Western leaders urge Iran to act in ‘good faith’ on nuclear deal

By Michel Rose and Jeff Mason

ROME (Reuters) -The United States, Germany, France and Britain urged Iran on Saturday to resume compliance with a 2015 nuclear deal in order to “avoid a dangerous escalation”.

Leaders of the four countries, who are hoping to convince Tehran to stop enriching uranium to near-weapons-grade levels, said they wanted a negotiated solution.

“This will only be possible if Iran changes course,” U.S. President Joe Biden, German Chancellor Angela Merkel, French President Emmanuel Macron and British Prime Minister Boris Johnson said in a joint statement.

“We call upon President Raisi to seize this opportunity and return to a good faith effort to conclude our negotiations as a matter of urgency.
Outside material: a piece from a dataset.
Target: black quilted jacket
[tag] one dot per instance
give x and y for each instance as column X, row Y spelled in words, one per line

That is the only sure way to avoid a dangerous escalation, which is not in any country’s interest,” they said after meeting on the sidelines of a G20 summit.

The 2015 nuclear deal unravelled after then-U.S. President Trump withdrew from it in 2018, prompting Iran to breach various limits on uranium enrichment.

Talks between Iran and world powers aimed at salvaging the deal, which started in April, are slated to resume at the end of November, the Islamic Republic’s top nuclear negotiator said on Wednesday.

Asked as he went into Saturday’s meeting when he wanted the Iran talks to resume, Biden said only: “They’re scheduled to resume.”

A senior U.S. administration official told reporters the meeting on Iran at the G20 gathering had been suggested by Merkel with the aim of giving leaders an opportunity to review the issues ahead of the resumption of the talks.